Jung also talks about symbols and signs. A sign as a substitute or representation of a real thing while a symbol is a wider representation.

The conscious aspect of the psyche may be compared with an island jutting out of the sea. The island could be seen as the ego the bit above the water. Now there's lots of stuff that we either forget, have repressed or suppressed; all of these occupy the personal unconscious. The island metaphor places the personal unconscious as just beneath the surface theoretically recoverable.

What lies deeper still is the collective unconscious.
The tendency to experience the world in a manner shaped by the collective past history of mankind is what Jung called archetypal and archetypes are a form of human blueprint for intuition.

A complex is a type of grouping of ideas around a basic nucleus.
There are dispositional and environmental contributors to complexes. Complexes can arise in the conscious and unconscious.
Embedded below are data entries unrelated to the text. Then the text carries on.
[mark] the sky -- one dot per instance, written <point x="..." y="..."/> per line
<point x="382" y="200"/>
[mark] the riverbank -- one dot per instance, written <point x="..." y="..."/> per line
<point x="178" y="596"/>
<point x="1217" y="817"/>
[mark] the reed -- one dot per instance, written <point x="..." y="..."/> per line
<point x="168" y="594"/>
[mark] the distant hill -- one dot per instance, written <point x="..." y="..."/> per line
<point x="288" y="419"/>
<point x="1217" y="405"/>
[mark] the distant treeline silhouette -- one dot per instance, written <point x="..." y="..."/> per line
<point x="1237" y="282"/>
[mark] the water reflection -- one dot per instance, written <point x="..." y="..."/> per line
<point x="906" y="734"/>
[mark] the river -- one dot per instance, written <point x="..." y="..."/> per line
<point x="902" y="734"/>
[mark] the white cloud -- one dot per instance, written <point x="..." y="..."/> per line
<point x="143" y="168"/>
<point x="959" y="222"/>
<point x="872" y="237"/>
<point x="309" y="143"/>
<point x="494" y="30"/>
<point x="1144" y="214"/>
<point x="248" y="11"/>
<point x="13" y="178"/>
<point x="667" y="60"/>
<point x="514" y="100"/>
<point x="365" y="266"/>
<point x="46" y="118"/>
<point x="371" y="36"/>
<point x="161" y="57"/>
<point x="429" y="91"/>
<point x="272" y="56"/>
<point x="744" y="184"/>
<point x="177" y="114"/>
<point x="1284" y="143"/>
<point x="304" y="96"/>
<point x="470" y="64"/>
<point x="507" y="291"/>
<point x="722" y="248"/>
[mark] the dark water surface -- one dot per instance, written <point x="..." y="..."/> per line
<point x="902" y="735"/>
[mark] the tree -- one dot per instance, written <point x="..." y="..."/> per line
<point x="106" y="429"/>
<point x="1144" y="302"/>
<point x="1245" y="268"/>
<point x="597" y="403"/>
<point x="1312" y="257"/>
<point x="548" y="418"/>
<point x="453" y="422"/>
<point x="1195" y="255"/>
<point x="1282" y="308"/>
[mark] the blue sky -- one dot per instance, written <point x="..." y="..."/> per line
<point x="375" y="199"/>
Unconscious complexes can appear to act or drive independently of the ego.

So what is the drive through life -the propulsion?
Jung found the answer to this question gradually evolved itself during years of work with patients, and borrowed the word 'individuation' to describe it. There were, he found, a relatively large number of people who, while cured in the ordinary sense of the word, either persisted in continuing their analytical treatment, which he defined as 'the dialectical discussion between the conscious mind and the unconscious', people were seeking a goal, something like a quest for wholeness.

Conscious and unconscious do not make a whole when one of them is suppressed and injured by the other. If they must contend, let it at least be a fair fight with equal rights on both sides. Both are aspects of life. Consciousness should defend its reason and protect itself, and the chaotic life of the unconscious should be given the chance of having its way too -- as much of it as we can stand. This means open conflict and open collaboration at once. That, evidently, is the way human life should be. It is the old game of hammer and anvil: between them the patient iron is forged into an indestructible whole, an 'individual'. This, roughly, is what I mean by the individuation process. 15

15. 'Conscious, Unconscious, and Individuation' (C.W., 9, i), pars. 522-3

Sunday, April 6, 2008

The Question of Psychoanalysis

I face a challenge every time I engage with psychoanalytical theories and theorists. I'm never really sure as to the substance and value of the approach. I remain detached and skeptical and tend to apply a higher degree of critical appraisal. On the other hand I sense that there are some very important ideas in this field and that part of the challenge is the complex and intimate nature of what's being studied.
In this series of blogs I propose to review psychoanalytical thinkers and their theories and to work through their ideas to see what stacks up in. To begin with, I intend to look closely at three of the founding theorists Freud, Jung and Lacan and to provide an overview of their main ideas and work.